Feel'st thou thyself this wiser, promised man?
SALADIN. I dust, I nothing, God! [Precipitates himself upon Nathan, and takes hold of his hand, which he does not quit the remainder of the scene.]Nathan then offers the loan of his own accord; Saladin accepts with shamefaced reluctance; later a long-expected tribute replenishes Saladin’s coffers, evidently obviating the need for the loan, which is forgotten amid the happy resolution of an elaborate subplot. But note again that the power relations are still there, in the guise of a contest of magnanimity which the Jew must win in order to keep in Saladin’s – and the audience’s – good graces.
The aforesaid elaborate subplot serves to fill out five acts and also to involve some Christian characters. To cut as straight a path as possible through the labyrinth: Saladin ordinarily executes any Templar who falls into his hands. But he has pardoned one Templar who reminded him of a much-loved deceased brother. This Templar, though he dislikes Jews, nonetheless rescues Nathan’s adopted daughter Recha from a fire. In a meeting with Nathan, he at first expresses Christian prejudice but then yields to the appeal of Nathan’s noble nature.
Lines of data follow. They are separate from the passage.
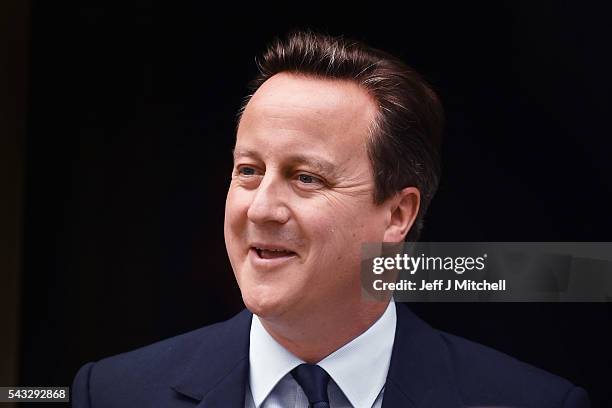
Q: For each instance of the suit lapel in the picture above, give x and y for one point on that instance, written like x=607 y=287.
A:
x=218 y=372
x=420 y=372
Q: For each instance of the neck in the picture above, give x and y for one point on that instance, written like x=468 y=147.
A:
x=314 y=336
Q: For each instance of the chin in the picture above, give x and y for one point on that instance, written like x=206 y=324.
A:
x=264 y=305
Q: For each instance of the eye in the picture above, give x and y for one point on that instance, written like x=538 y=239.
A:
x=306 y=178
x=246 y=171
x=309 y=179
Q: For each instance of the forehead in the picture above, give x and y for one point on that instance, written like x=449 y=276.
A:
x=306 y=111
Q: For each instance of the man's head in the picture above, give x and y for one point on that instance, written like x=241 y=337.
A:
x=337 y=146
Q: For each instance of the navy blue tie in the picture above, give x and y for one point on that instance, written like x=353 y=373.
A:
x=313 y=380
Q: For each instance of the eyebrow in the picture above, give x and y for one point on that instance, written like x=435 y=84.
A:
x=316 y=163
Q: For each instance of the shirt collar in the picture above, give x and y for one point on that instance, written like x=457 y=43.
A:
x=368 y=353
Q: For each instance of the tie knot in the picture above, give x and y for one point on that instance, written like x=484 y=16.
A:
x=313 y=380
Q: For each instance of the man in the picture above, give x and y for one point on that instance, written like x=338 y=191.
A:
x=337 y=146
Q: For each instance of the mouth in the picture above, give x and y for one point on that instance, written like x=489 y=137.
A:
x=269 y=256
x=272 y=253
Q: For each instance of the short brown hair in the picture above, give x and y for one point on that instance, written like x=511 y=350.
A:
x=404 y=145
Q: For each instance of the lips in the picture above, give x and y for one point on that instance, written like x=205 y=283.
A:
x=268 y=251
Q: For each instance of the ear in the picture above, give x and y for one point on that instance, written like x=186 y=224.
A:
x=404 y=207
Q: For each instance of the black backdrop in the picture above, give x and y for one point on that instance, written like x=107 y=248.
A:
x=130 y=128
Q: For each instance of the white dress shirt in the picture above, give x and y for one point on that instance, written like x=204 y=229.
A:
x=358 y=370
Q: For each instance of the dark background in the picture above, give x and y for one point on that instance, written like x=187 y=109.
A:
x=130 y=120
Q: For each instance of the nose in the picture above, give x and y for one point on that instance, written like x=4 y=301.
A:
x=269 y=203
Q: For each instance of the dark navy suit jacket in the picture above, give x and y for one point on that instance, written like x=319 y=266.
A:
x=209 y=368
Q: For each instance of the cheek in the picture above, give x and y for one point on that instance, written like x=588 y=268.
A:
x=236 y=206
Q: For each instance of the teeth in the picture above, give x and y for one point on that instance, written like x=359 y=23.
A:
x=272 y=250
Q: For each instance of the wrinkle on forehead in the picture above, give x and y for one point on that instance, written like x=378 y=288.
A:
x=323 y=107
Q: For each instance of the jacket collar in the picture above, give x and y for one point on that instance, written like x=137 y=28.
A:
x=420 y=374
x=218 y=372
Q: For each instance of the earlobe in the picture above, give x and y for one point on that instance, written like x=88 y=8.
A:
x=403 y=212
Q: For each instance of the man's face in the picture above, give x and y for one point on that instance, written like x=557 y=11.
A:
x=300 y=203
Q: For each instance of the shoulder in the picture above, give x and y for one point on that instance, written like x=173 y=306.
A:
x=494 y=376
x=150 y=372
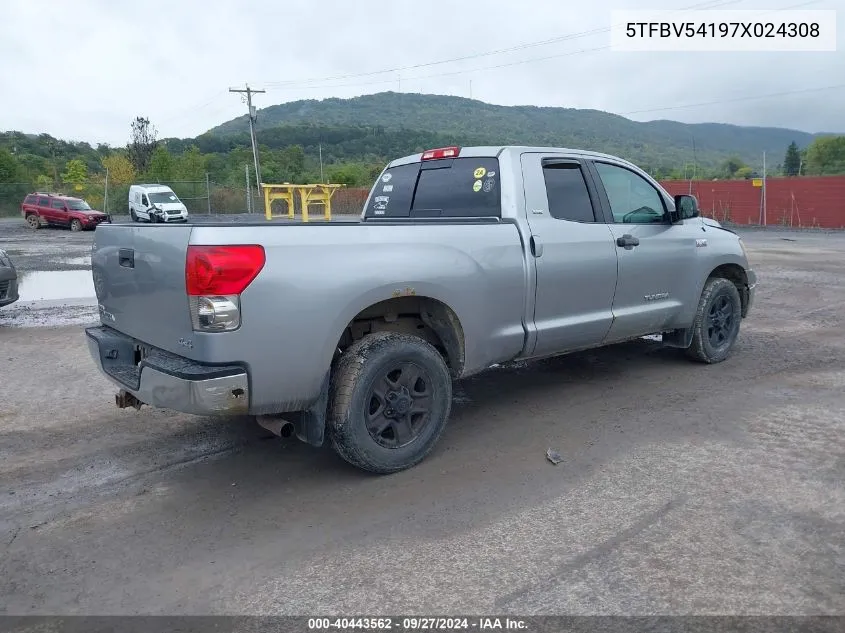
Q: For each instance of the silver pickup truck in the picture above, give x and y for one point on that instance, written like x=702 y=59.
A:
x=352 y=332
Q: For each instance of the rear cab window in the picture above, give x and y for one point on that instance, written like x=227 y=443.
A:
x=451 y=187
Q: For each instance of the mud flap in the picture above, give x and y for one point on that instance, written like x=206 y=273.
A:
x=678 y=338
x=310 y=425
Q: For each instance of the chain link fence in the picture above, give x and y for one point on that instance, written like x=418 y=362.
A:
x=201 y=197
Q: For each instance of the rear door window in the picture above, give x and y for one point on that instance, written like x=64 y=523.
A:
x=459 y=187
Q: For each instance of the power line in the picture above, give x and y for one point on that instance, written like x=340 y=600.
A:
x=252 y=116
x=519 y=47
x=733 y=100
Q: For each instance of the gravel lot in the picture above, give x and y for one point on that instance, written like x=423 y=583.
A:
x=685 y=488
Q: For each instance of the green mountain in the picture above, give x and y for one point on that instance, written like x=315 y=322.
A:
x=409 y=122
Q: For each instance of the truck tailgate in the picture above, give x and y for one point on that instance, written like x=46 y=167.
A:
x=139 y=278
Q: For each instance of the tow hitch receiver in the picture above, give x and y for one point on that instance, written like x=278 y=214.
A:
x=123 y=399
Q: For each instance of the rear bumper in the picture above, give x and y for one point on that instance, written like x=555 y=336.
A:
x=168 y=381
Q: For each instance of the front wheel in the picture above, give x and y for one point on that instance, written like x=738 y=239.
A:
x=717 y=320
x=390 y=399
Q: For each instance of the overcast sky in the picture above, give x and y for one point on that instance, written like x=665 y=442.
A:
x=82 y=70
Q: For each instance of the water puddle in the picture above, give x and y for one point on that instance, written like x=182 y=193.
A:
x=74 y=261
x=54 y=285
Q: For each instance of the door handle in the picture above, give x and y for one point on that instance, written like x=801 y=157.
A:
x=627 y=241
x=126 y=257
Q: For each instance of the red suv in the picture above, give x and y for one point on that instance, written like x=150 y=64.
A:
x=46 y=209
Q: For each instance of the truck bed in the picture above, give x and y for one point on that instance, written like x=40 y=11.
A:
x=316 y=279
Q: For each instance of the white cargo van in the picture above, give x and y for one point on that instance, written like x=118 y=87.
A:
x=155 y=203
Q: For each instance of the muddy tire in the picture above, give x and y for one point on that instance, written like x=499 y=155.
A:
x=389 y=401
x=717 y=321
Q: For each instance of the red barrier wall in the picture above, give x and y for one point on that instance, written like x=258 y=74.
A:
x=800 y=202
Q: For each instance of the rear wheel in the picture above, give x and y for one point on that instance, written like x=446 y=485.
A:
x=391 y=395
x=717 y=320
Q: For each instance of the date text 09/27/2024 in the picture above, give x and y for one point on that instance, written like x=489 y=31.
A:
x=416 y=624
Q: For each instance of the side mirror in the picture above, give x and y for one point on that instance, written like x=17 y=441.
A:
x=686 y=207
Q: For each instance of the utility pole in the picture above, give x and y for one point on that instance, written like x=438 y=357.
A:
x=764 y=188
x=248 y=192
x=249 y=92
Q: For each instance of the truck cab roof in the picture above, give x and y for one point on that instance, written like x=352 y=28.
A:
x=494 y=151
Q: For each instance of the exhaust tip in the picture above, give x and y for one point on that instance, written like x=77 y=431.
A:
x=277 y=426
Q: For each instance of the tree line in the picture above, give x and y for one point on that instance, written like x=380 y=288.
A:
x=351 y=155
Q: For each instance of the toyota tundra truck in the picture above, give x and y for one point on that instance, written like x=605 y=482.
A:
x=351 y=333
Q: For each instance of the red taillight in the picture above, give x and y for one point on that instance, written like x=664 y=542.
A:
x=443 y=152
x=222 y=270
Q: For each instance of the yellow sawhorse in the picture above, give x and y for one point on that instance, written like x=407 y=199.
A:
x=278 y=192
x=308 y=194
x=319 y=195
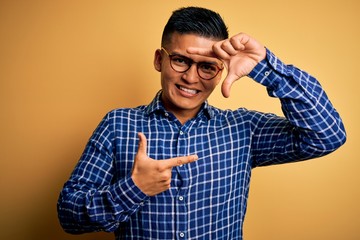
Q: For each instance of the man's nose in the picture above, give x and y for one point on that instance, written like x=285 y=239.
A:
x=191 y=75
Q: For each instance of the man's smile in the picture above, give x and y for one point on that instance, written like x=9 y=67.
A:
x=187 y=90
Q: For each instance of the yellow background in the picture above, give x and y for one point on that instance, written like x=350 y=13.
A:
x=64 y=64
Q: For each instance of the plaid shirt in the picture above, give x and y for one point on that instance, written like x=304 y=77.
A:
x=207 y=198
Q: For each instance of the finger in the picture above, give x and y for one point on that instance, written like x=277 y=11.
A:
x=228 y=48
x=178 y=161
x=227 y=83
x=206 y=52
x=142 y=143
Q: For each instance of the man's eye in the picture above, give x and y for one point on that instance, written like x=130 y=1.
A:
x=208 y=67
x=179 y=60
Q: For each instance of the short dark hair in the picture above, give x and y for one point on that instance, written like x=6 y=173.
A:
x=195 y=20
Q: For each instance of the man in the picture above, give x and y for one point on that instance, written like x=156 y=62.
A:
x=179 y=168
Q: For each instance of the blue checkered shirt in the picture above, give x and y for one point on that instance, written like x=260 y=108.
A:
x=207 y=198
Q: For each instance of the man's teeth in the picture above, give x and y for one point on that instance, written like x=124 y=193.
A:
x=188 y=90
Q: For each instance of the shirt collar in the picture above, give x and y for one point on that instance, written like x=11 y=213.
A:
x=157 y=106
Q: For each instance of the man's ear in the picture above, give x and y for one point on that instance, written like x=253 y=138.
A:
x=157 y=60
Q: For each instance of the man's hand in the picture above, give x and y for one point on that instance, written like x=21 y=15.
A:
x=154 y=176
x=240 y=54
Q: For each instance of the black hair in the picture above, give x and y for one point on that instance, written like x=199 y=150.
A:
x=195 y=20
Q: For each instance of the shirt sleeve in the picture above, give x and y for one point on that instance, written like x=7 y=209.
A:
x=91 y=199
x=311 y=127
The knowledge that Saladin has pardoned Recha’s rescuer supplies a second, nonpecuniary motive for Nathan’s meeting with Saladin. The Templar falls in love with Recha and asks Nathan for her hand, but Nathan puts him off, wishing first to investigate the Templar’s parentage, for which he is then provided with the necessary clues. In the final scene, Nathan reveals to Saladin, his sister Sittah, the Templar, and Recha that the Templar and Recha are brother and sister, born to Saladin’s late brother and a Christian lady. Thus the wedding is off, but in its place we are offered the hugs and kisses of an interfaith family reunion: “During the silent continuance of reciprocal embraces the curtain falls.”
It would not easy to play Nathan der Weise straight these days. Its style, elegant and elevated, presumes an audience prepared to believe the best about humanity and to participate in outpourings of noble and generous sentiment. That was the period. Nathan der Weise is the verbal equivalent of, say, a symphony by Haydn. We can still listen to the music without embarrassment; words, however, cannot help reminding us of things. The reader no longer caught up in Enlightenment enthusiasm cannot but notice how much Nathan had to give up in order to “deserve” the tolerance Lessing sought to obtain for him. Nathan clinches his victory in the magnanimity contest by relating, to the messenger who once brought him the infant Recha, how her arrival had reconciled him to God and man after the Christians had murdered his wife and seven sons. In a previous scene we were told that Nathan has not reared Recha to be a Jew but has given her only “the mere knowledge/ Of what our reason teaches about God.” It would not have served Lessing’s purpose to mention (if he knew it) that the Torah would have encouraged Nathan to marry again and raise a second family to carry on the lineage and faith of Israel. To portray the "ideal" Jew as one who has foregone all attempts to perpetuate either his lineage or his faith, is to offer tolerance on condition of extinction.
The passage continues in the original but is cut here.